His imperialist outlook meant that he simply viewed the empire as the source of an endless stream of riches, without realising that those riches came at a cost, not just for the empire’s subjects but, increasingly after the Great War, also in terms of maintaining their submission. He simply could not conceive of the Treasury in London as being other than a bottomless source of funding for the Specials; that blindness meant that his plans for the Specials were conceived in a fiscal fantasy completely divorced from reality.

His repeated proposals to re-occupy parts of the south signalled someone who refused to accept that the British Government had actually signed the Treaty and intended to uphold it.

He showed an absolute lack of political nous: not alone did he fail to develop alliances with key individuals like Bates, Spender, Wickham and Gelston, he soon alienated them, turning them into opponents. His disparaging tittle-tattling to Craig about Bates and the two policemen must also have reached their ears – Spender would have seen to that.

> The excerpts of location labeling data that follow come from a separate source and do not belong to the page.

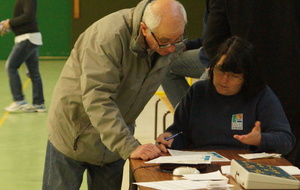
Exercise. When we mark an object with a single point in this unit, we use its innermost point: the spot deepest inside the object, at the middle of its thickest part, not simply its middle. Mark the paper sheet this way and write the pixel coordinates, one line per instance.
(215, 157)
(292, 170)
(205, 177)
(260, 155)
(174, 185)
(183, 159)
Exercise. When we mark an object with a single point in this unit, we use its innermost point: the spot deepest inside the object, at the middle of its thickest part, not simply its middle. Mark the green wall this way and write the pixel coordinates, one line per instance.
(60, 30)
(92, 10)
(54, 19)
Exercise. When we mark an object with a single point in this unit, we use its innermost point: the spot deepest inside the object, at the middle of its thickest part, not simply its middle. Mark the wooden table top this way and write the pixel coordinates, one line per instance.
(142, 172)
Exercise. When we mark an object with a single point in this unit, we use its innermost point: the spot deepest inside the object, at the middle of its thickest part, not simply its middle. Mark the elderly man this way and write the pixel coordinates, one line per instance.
(114, 69)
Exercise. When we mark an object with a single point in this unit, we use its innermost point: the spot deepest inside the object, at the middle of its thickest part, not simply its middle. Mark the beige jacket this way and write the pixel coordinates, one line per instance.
(104, 86)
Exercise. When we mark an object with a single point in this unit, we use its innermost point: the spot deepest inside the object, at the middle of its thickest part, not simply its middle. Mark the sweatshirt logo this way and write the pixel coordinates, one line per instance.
(237, 122)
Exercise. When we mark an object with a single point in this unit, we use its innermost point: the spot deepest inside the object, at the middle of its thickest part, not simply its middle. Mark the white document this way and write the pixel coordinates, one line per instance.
(206, 176)
(174, 185)
(183, 159)
(215, 157)
(292, 170)
(260, 155)
(225, 170)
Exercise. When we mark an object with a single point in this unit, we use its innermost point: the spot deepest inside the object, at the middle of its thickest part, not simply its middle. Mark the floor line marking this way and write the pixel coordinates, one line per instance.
(6, 113)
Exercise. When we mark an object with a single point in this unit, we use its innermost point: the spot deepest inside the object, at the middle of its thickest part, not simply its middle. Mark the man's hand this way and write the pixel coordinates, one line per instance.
(146, 152)
(252, 138)
(162, 143)
(6, 25)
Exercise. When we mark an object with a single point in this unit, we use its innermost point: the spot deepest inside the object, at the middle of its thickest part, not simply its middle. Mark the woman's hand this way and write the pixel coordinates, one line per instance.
(252, 138)
(162, 144)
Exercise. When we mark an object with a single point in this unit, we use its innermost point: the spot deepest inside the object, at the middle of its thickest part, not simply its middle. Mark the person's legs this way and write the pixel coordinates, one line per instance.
(17, 56)
(187, 64)
(32, 63)
(61, 172)
(108, 176)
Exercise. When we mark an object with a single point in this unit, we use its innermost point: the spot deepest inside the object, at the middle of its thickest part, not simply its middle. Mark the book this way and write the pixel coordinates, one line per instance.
(260, 176)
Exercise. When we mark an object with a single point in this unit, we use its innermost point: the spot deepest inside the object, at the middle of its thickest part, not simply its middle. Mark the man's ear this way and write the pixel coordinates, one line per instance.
(143, 28)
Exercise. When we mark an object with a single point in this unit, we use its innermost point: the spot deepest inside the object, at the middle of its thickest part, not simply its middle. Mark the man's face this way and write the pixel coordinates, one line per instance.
(164, 39)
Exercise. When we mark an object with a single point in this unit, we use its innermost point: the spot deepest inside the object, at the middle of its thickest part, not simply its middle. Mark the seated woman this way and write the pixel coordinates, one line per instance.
(233, 109)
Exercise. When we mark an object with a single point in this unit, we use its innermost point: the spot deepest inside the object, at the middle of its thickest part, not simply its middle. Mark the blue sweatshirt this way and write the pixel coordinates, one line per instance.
(209, 120)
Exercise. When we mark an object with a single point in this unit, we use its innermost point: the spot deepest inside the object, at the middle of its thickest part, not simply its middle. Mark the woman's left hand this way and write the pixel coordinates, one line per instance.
(252, 138)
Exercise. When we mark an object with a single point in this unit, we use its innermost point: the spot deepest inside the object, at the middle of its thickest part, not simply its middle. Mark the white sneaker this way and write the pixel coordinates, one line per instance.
(16, 106)
(35, 108)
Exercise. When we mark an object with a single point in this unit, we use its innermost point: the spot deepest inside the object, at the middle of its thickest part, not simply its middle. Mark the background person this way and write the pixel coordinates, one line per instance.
(191, 63)
(26, 49)
(233, 109)
(111, 74)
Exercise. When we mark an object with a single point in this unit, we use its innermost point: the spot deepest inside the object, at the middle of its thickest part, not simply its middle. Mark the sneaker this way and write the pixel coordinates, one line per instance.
(16, 106)
(35, 108)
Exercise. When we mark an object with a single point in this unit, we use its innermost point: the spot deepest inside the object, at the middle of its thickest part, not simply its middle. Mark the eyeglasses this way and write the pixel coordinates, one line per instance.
(231, 76)
(181, 41)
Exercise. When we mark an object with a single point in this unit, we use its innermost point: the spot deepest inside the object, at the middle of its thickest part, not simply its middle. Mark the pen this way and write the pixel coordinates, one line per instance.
(171, 137)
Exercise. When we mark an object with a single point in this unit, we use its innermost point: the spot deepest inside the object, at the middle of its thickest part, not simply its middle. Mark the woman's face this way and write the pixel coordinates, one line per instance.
(227, 83)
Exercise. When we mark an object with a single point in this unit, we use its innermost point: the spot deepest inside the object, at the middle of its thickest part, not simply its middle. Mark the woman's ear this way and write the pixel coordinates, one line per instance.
(143, 28)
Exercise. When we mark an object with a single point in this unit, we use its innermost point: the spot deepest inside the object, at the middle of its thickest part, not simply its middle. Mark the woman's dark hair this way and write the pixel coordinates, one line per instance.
(240, 59)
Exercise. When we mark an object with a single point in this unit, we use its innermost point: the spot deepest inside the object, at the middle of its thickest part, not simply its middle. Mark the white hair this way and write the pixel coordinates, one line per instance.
(153, 17)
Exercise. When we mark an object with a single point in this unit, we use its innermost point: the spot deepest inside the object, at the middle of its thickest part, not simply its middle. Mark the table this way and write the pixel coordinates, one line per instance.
(147, 174)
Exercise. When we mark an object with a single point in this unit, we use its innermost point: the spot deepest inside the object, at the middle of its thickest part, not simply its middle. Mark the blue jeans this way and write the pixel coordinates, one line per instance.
(62, 173)
(188, 64)
(26, 52)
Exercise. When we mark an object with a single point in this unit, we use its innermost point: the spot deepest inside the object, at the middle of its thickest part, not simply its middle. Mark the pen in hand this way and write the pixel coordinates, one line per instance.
(171, 137)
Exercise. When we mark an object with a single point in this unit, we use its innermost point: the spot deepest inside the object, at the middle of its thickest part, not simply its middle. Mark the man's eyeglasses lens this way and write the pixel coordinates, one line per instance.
(181, 41)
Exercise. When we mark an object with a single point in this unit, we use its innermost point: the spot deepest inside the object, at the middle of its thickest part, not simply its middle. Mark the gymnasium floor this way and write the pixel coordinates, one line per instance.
(23, 135)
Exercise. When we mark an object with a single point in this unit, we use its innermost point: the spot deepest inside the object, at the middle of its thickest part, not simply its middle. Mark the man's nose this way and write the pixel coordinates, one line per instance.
(172, 48)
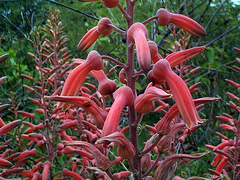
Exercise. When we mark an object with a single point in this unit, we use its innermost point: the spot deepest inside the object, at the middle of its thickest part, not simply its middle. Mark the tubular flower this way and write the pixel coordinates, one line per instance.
(77, 76)
(106, 86)
(166, 169)
(178, 57)
(125, 149)
(164, 125)
(9, 126)
(165, 142)
(145, 102)
(26, 153)
(138, 34)
(164, 18)
(88, 39)
(123, 97)
(180, 92)
(5, 163)
(107, 3)
(92, 35)
(72, 174)
(86, 103)
(155, 56)
(146, 158)
(101, 160)
(46, 166)
(122, 174)
(2, 80)
(3, 57)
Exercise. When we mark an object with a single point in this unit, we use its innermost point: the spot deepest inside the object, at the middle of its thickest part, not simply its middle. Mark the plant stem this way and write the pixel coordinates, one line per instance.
(131, 84)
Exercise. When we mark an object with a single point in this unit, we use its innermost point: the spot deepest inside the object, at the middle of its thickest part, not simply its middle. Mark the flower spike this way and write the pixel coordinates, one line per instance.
(86, 103)
(101, 160)
(138, 34)
(166, 169)
(125, 149)
(92, 35)
(181, 56)
(180, 91)
(88, 39)
(164, 18)
(145, 102)
(9, 126)
(123, 97)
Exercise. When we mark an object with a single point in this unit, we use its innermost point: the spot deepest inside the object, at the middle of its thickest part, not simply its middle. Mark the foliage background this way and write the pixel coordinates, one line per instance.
(220, 18)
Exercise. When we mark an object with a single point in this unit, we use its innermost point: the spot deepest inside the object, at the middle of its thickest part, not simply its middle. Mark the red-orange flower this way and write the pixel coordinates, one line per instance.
(77, 76)
(164, 18)
(122, 97)
(138, 34)
(182, 96)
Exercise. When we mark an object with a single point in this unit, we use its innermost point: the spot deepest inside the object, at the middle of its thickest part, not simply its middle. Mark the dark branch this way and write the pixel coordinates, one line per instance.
(68, 7)
(223, 34)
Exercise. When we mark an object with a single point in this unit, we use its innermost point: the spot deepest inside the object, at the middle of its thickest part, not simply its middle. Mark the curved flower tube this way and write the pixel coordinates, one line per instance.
(88, 39)
(164, 18)
(10, 126)
(72, 174)
(5, 163)
(106, 86)
(101, 160)
(166, 169)
(180, 91)
(145, 102)
(123, 97)
(165, 142)
(77, 76)
(46, 167)
(125, 149)
(146, 158)
(155, 56)
(104, 27)
(107, 3)
(175, 58)
(179, 57)
(4, 57)
(164, 125)
(138, 34)
(86, 103)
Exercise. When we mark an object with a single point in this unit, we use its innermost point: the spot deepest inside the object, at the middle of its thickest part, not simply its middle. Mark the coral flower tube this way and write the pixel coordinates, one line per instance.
(123, 97)
(138, 34)
(180, 91)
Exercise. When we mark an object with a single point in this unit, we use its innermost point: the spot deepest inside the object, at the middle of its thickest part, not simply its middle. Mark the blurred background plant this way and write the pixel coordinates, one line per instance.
(220, 18)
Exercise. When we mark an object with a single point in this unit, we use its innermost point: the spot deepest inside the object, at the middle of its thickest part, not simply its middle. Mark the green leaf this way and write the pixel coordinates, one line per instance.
(138, 86)
(12, 61)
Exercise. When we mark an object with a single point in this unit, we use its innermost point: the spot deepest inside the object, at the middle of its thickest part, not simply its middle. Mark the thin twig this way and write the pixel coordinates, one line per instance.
(210, 21)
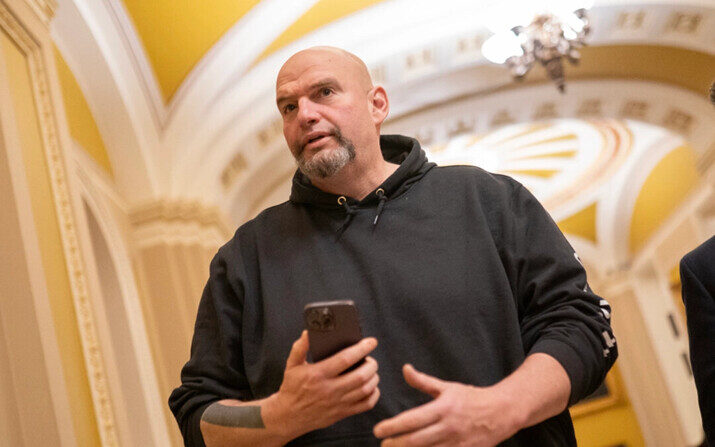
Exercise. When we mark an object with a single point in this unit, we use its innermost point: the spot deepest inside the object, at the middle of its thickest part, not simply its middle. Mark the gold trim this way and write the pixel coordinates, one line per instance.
(45, 9)
(618, 62)
(70, 243)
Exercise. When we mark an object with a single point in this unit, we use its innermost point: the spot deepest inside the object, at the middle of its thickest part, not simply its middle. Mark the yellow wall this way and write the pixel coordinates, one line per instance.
(177, 33)
(608, 421)
(82, 126)
(48, 233)
(322, 13)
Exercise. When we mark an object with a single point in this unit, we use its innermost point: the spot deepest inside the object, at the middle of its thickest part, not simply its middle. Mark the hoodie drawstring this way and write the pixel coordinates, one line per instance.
(383, 198)
(349, 213)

This meant that Solly-Flood’s only allies were his own staff, which left him overly reliant on and overly protective of the deservedly underappreciated CID, which employed criminals to produce lurid but laughably inaccurate “intelligence.” Although he came to realise that he was at risk of becoming the little boy who cried wolf, he did not change his approach, further undermining his own diminishing credibility.

His irritation at legal constraints was noted by Spender, but Solly-Flood had little regard for human rights in general, as evidenced by his calls for the introduction of death sentences with no right of appeal and the rounding up of nationalists into urban and rural concentration camps.

He had a similar disregard for local sensibilities, although at least he was even-handed in that respect, whether this involved putting a radio mast on a Catholic church or re-routing Orange parades on the Twelfth.

More critically, he had no understanding of unionist sensibilities around the Specials. Craig and his ministers were constantly alert to any prospect of a rift developing between themselves and their working-class supporters; therefore, the Specials provided not only security for Northern Ireland but also stability for the Unionist Party’s political base. For Solly-Flood to propose the abolition of the B Specials, the one class of the USC that Craig absolutely wanted to keep, was an act of utter folly.

The rejection of that proposal belatedly brought him to the single moment of accurate perception in his whole tenure as Military Adviser: that the Unionist government had progressed through 1922 by moving from a fear of “Sinn Fein,” to a fear of the Imperial Government, to a fear of “their own people.”

The title of this blog posts asks a rhetorical question: did the IRA shoot the wrong Military Adviser? In relation to Field Marshall Henry Wilson, the answer is “Yes” – he only held the role for a few weeks and had stepped down months before they killed him.

In relation to Solly-Flood, the IRA targeting him would have made no difference as he himself made no difference. In the eight months for which he held the role, every time he suggested anything to the Unionist government, the RUC or the British Army, they either ignored his advice or told him to mind his own business.

In Greek mythology, the curse placed on Cassandra was that she could accurately predict the future but that no-one would believe her. Solly-Flood’s curse – clearly a grave hindrance to any Military Adviser – was that he had no clue about the future and eventually, no-one would even listen to him any more.

Still, there was one possible consolation for him: presumably, the orgies had been enjoyable.